Health care in the United States can be very expensive.
A single doctor’s office visit may cost several hundred dollars and an average three-day hospital stay can run tens of thousands of dollars (or even more) depending on the type of care provided. Most of us could not afford to pay such large sums if we get sick, especially since we don’t know when we might become ill or injured or how much care we might need. Health insurance offers a way to reduce such costs to more reasonable amounts.
The way it typically works is that the consumer (you) pays an up front premium to a health insurance company and that payment allows you to share "risk" with lots of other people (enrollees) who are making similar payments. Since most people are healthy most of the time, the premium dollars paid to the insurance company can be used to cover the expenses of the (relatively) small number of enrollees who get sick or are injured. Insurance companies, as you can imagine, have studied risk extensively, and their goal is to collect enough premium to cover medical costs of the enrollees. There are many, many different types of health insurance plans in the U.S. and many different rules and arrangements regarding care.

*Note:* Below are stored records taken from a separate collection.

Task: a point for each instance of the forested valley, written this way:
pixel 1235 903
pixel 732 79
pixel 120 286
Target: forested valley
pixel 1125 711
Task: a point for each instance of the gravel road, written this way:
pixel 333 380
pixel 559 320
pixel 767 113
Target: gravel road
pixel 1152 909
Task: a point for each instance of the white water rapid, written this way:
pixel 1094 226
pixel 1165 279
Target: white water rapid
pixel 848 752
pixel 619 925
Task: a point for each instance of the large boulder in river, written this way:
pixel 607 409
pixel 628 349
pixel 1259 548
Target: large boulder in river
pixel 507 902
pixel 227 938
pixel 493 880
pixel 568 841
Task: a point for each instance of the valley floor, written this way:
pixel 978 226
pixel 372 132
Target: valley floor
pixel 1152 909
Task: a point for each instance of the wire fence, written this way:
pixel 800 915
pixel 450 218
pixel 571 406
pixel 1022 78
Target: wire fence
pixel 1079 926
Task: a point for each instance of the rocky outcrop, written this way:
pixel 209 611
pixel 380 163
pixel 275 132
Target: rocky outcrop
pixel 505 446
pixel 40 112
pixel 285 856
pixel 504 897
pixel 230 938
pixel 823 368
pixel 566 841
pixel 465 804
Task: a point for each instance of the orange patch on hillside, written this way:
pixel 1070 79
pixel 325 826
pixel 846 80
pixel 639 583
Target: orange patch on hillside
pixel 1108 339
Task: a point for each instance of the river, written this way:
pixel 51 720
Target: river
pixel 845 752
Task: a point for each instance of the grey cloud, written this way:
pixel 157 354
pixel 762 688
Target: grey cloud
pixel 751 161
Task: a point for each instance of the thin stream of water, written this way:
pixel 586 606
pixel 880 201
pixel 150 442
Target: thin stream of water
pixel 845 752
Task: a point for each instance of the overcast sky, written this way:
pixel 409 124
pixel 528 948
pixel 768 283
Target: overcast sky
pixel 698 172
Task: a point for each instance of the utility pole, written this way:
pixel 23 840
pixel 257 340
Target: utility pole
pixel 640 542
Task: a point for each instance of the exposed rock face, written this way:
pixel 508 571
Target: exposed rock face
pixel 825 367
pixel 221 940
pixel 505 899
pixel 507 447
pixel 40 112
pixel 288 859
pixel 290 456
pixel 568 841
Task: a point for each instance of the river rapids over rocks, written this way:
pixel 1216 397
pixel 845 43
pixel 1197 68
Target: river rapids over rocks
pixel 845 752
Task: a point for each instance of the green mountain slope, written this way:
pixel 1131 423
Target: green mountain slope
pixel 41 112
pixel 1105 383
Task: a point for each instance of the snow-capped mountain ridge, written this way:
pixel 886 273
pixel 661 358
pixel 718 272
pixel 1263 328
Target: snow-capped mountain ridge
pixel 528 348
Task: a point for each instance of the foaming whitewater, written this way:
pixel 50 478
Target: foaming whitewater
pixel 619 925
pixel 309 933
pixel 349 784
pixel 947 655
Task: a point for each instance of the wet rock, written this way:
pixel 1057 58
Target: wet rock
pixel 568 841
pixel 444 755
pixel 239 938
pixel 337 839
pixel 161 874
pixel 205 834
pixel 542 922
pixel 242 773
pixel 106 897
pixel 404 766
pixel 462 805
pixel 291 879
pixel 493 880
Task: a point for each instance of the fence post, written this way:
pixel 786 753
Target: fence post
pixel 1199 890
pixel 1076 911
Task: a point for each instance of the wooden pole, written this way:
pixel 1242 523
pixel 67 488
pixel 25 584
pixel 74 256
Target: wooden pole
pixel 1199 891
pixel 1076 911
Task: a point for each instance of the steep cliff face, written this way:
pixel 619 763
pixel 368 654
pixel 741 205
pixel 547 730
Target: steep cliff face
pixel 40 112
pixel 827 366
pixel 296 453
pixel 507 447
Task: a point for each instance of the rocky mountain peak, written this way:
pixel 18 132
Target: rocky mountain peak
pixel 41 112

Following are three important questions you should ask when making a decision about the health insurance that will work best for you.
Where can I receive care?
If a provider is not in a plan’s network, the insurance company may not pay for the service(s) provided or may pay a smaller portion than it would for in-network care. This means the enrollee who goes outside of the network for care may be required to pay a much higher share of the cost. This is an important concept to understand, especially if you are not originally from the local Stanford area.
If you have a plan through a parent, for example, and that plan’s network is in your hometown, you may not be able to get the care you need in the Stanford area, or you may incur much higher costs to get that care.
What does the plan cover?
Emergency services
Hospitalization
Laboratory tests
Maternity and newborn care
Mental health and substance-abuse treatment
Outpatient care (doctors and other services you receive outside of a hospital)
Pediatric services, including dental and vision care
Prescription drugs
Preventive services (e.g., some immunizations) and management of chronic diseases
Rehabilitation services
For our international population of students who might be considering coverage through a non U.S. based plan, asking the question, "what does the plan cover" is extremely important.